In two words, “you can’t.”

Very few people are in a position to put their work and life on hold while they look for a partner through online dating services.

It’s not that hard for spreadsheet-literate people to figure out how the basic system works. What IS hard is duplicating the functionality of the Love Calculator Toolkit in your own mind, on the fly, whether or not you’ve had a drink or two.

It’s widely understood that the average human mind is good at keeping 7 +- 2 items in short term memory. Phone numbers, at least long enough to write them down. Grocery lists for single people. Errands to run on the way home from work. Simple stuff, and ideally, items that don’t have a huge downside if they fall off the list. (Forgetting dry cleaning is a significantly less important error than forgetting to stop at the day care center.)

What we CAN’T do is compare two slightly different, mostly acceptable, options, particularly when the choices are separated in time. (A brief excursion through three of my favorite behavioral econ books yields ideas for 10 additional posts about dating and economics, but no clear reference for this position.) The power of the Love Calculator Toolkit is that it allows you to document your experience when it is fresh, when you are thinking of only one candidate for your heart. When you have a date with someone else, you use the tool again. In time, the Toolkit accumulates relevant data for you, and you can make a clear decision.

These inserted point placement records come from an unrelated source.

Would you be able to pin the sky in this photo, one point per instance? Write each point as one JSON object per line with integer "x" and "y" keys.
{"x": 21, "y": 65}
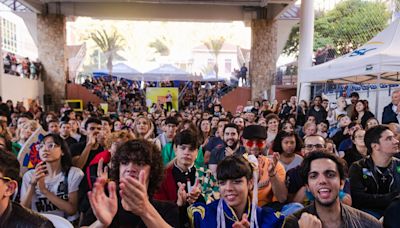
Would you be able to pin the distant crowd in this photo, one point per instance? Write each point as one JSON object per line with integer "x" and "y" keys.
{"x": 268, "y": 164}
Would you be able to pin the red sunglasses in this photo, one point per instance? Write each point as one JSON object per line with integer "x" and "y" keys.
{"x": 259, "y": 143}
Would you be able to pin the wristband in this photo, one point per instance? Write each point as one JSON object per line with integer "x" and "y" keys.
{"x": 272, "y": 174}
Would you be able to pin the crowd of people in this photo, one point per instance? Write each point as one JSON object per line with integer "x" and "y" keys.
{"x": 269, "y": 164}
{"x": 123, "y": 94}
{"x": 22, "y": 67}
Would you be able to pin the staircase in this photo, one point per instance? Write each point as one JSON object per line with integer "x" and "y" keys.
{"x": 75, "y": 91}
{"x": 236, "y": 97}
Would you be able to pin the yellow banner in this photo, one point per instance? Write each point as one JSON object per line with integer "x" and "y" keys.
{"x": 162, "y": 96}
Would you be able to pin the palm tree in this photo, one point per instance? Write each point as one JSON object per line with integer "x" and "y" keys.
{"x": 109, "y": 44}
{"x": 161, "y": 46}
{"x": 214, "y": 46}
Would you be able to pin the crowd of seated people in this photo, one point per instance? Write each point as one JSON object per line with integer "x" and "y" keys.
{"x": 127, "y": 93}
{"x": 22, "y": 67}
{"x": 270, "y": 165}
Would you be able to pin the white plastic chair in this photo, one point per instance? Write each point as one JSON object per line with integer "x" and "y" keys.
{"x": 58, "y": 222}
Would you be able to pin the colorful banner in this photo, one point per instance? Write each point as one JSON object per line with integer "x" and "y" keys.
{"x": 160, "y": 96}
{"x": 28, "y": 156}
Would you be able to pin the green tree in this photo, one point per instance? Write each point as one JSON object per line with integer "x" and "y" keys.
{"x": 109, "y": 43}
{"x": 161, "y": 46}
{"x": 214, "y": 45}
{"x": 350, "y": 23}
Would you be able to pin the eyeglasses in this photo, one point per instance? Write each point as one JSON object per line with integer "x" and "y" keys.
{"x": 259, "y": 143}
{"x": 359, "y": 137}
{"x": 48, "y": 146}
{"x": 6, "y": 179}
{"x": 316, "y": 146}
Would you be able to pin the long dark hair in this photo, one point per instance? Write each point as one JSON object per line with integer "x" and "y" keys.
{"x": 277, "y": 145}
{"x": 66, "y": 160}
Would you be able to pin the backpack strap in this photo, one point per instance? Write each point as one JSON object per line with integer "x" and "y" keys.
{"x": 66, "y": 192}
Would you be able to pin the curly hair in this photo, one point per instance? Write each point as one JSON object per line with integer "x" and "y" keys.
{"x": 140, "y": 152}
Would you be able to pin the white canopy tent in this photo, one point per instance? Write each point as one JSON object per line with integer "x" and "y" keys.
{"x": 377, "y": 61}
{"x": 168, "y": 72}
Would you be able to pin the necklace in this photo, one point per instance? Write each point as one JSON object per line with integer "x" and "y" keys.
{"x": 383, "y": 178}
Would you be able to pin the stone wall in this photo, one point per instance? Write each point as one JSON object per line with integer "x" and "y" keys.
{"x": 52, "y": 45}
{"x": 263, "y": 57}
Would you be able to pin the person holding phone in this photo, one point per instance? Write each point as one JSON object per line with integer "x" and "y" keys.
{"x": 52, "y": 187}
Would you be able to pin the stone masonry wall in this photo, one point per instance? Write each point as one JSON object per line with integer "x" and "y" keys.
{"x": 51, "y": 45}
{"x": 263, "y": 57}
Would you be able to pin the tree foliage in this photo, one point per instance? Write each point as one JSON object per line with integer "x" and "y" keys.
{"x": 161, "y": 46}
{"x": 214, "y": 45}
{"x": 350, "y": 24}
{"x": 109, "y": 43}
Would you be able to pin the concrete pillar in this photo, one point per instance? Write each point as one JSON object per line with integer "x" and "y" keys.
{"x": 306, "y": 47}
{"x": 263, "y": 57}
{"x": 51, "y": 38}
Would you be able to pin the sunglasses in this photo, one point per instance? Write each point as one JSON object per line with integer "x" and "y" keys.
{"x": 259, "y": 143}
{"x": 316, "y": 146}
{"x": 48, "y": 146}
{"x": 6, "y": 179}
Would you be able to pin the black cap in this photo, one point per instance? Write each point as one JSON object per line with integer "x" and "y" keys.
{"x": 354, "y": 94}
{"x": 171, "y": 120}
{"x": 255, "y": 132}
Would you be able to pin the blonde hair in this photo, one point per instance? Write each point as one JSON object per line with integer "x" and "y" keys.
{"x": 123, "y": 134}
{"x": 28, "y": 124}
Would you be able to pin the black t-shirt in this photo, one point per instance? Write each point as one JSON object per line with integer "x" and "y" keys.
{"x": 70, "y": 141}
{"x": 77, "y": 149}
{"x": 294, "y": 181}
{"x": 167, "y": 210}
{"x": 384, "y": 179}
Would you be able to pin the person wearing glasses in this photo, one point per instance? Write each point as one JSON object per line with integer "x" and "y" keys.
{"x": 375, "y": 179}
{"x": 52, "y": 187}
{"x": 13, "y": 214}
{"x": 232, "y": 146}
{"x": 271, "y": 185}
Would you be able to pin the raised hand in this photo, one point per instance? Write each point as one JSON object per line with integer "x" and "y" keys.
{"x": 194, "y": 193}
{"x": 182, "y": 195}
{"x": 104, "y": 207}
{"x": 272, "y": 164}
{"x": 103, "y": 173}
{"x": 308, "y": 220}
{"x": 40, "y": 173}
{"x": 244, "y": 223}
{"x": 134, "y": 194}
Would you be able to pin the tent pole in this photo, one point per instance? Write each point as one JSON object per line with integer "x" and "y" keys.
{"x": 377, "y": 95}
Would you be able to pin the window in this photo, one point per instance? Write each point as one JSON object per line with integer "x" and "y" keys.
{"x": 9, "y": 33}
{"x": 228, "y": 66}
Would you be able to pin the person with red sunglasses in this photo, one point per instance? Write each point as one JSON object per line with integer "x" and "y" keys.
{"x": 272, "y": 190}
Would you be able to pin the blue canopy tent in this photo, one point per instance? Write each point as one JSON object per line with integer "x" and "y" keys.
{"x": 120, "y": 70}
{"x": 168, "y": 72}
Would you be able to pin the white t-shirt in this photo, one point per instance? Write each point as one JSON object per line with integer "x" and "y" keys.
{"x": 55, "y": 185}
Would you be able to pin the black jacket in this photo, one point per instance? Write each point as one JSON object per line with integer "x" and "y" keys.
{"x": 17, "y": 216}
{"x": 365, "y": 188}
{"x": 388, "y": 115}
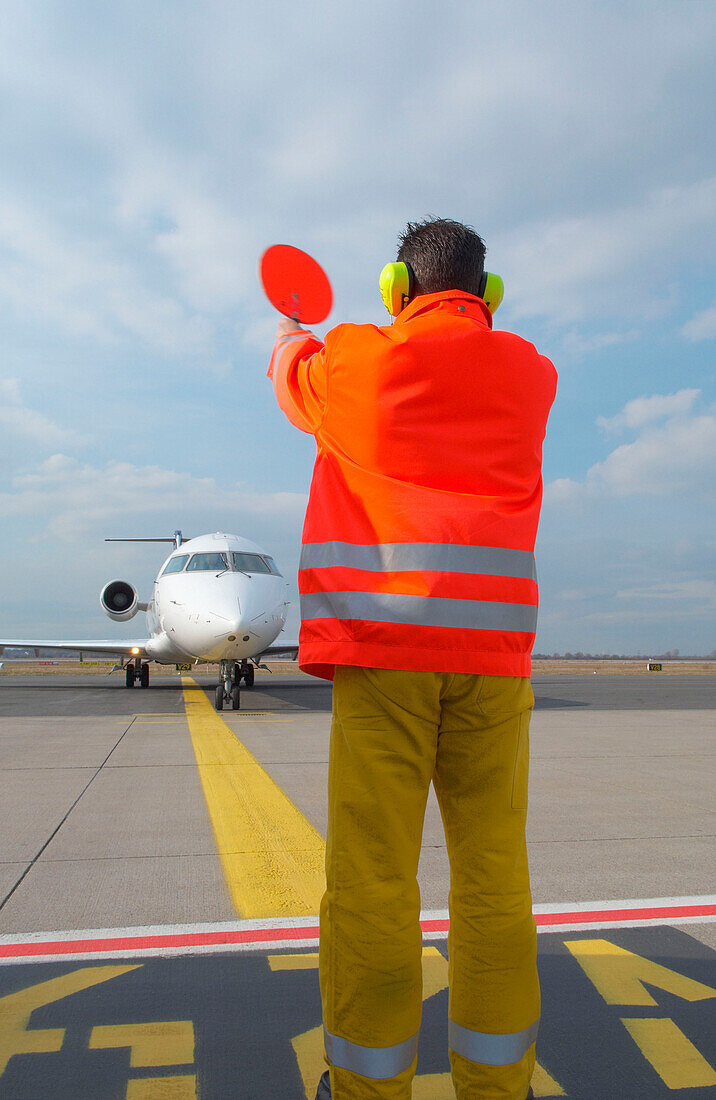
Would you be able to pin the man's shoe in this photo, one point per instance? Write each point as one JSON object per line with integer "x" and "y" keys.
{"x": 325, "y": 1087}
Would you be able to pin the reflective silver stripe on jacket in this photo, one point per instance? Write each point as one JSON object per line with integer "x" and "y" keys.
{"x": 491, "y": 1049}
{"x": 436, "y": 557}
{"x": 375, "y": 1062}
{"x": 419, "y": 611}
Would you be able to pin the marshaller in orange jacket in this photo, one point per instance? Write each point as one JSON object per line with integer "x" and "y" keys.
{"x": 419, "y": 597}
{"x": 419, "y": 534}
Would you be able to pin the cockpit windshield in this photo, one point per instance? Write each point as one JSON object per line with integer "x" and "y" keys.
{"x": 175, "y": 564}
{"x": 217, "y": 562}
{"x": 250, "y": 563}
{"x": 222, "y": 563}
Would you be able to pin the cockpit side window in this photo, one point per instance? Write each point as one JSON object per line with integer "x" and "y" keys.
{"x": 175, "y": 564}
{"x": 250, "y": 563}
{"x": 207, "y": 561}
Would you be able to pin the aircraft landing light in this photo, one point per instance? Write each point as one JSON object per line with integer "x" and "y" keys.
{"x": 185, "y": 1026}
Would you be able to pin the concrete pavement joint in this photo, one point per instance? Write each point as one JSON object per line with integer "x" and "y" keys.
{"x": 57, "y": 827}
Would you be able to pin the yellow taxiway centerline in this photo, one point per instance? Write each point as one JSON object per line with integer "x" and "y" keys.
{"x": 272, "y": 856}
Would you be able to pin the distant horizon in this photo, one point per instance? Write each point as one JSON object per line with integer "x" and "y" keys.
{"x": 149, "y": 164}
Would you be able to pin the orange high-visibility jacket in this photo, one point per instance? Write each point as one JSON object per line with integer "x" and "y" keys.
{"x": 419, "y": 532}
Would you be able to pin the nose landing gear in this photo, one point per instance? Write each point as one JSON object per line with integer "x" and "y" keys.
{"x": 229, "y": 690}
{"x": 138, "y": 670}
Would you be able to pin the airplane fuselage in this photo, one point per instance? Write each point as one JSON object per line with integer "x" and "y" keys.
{"x": 217, "y": 597}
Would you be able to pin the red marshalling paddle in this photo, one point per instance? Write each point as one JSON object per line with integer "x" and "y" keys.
{"x": 296, "y": 284}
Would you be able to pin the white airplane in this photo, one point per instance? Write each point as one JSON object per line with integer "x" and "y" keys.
{"x": 217, "y": 597}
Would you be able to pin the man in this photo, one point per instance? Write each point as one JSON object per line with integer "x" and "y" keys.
{"x": 419, "y": 600}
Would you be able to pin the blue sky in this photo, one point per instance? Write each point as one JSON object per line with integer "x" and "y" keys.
{"x": 152, "y": 152}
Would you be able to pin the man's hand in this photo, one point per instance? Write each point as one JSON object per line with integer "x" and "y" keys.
{"x": 286, "y": 326}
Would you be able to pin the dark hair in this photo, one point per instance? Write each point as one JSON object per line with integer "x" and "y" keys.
{"x": 444, "y": 255}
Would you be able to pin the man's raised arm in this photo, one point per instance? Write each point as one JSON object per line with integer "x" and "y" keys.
{"x": 297, "y": 370}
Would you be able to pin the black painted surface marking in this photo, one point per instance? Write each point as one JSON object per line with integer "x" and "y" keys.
{"x": 244, "y": 1016}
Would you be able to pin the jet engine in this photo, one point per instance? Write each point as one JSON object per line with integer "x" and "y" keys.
{"x": 119, "y": 601}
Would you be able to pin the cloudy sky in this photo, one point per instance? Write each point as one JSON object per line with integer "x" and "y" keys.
{"x": 151, "y": 152}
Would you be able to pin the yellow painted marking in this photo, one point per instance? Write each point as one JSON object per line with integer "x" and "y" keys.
{"x": 309, "y": 1046}
{"x": 618, "y": 975}
{"x": 165, "y": 1043}
{"x": 272, "y": 856}
{"x": 163, "y": 1088}
{"x": 15, "y": 1010}
{"x": 307, "y": 961}
{"x": 672, "y": 1055}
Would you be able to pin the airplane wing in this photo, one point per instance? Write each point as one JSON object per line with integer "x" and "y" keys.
{"x": 116, "y": 648}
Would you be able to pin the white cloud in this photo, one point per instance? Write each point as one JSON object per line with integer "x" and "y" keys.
{"x": 78, "y": 285}
{"x": 606, "y": 261}
{"x": 24, "y": 422}
{"x": 670, "y": 459}
{"x": 643, "y": 410}
{"x": 74, "y": 498}
{"x": 702, "y": 326}
{"x": 575, "y": 344}
{"x": 700, "y": 593}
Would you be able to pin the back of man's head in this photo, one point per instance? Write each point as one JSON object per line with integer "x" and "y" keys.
{"x": 444, "y": 255}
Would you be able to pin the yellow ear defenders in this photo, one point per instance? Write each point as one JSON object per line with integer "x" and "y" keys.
{"x": 396, "y": 288}
{"x": 492, "y": 290}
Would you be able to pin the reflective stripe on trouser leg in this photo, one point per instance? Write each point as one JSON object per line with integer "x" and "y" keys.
{"x": 481, "y": 782}
{"x": 491, "y": 1049}
{"x": 382, "y": 758}
{"x": 377, "y": 1063}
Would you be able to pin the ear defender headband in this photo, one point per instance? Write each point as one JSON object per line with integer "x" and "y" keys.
{"x": 397, "y": 279}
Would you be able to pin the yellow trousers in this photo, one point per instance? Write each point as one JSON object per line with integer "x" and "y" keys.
{"x": 393, "y": 733}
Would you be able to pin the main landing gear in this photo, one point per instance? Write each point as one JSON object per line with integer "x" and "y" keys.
{"x": 136, "y": 670}
{"x": 229, "y": 691}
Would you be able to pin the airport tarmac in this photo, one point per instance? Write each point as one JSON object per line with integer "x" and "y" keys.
{"x": 161, "y": 869}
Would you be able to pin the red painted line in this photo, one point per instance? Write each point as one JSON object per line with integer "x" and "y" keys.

Experienced card counters (a non-zero subset of my clients) may be able to create a similar system that they run in the back of their mind. However, the literature suggests that good card counters spend their free time keeping their card counting skills sharp. They don’t dilute their focus. Furthermore, while the theory of card counting systems is fairly simple, its actual application, in the heat of the game, is vastly different, and is only mastered after hours of rehearsal in simulated conditions.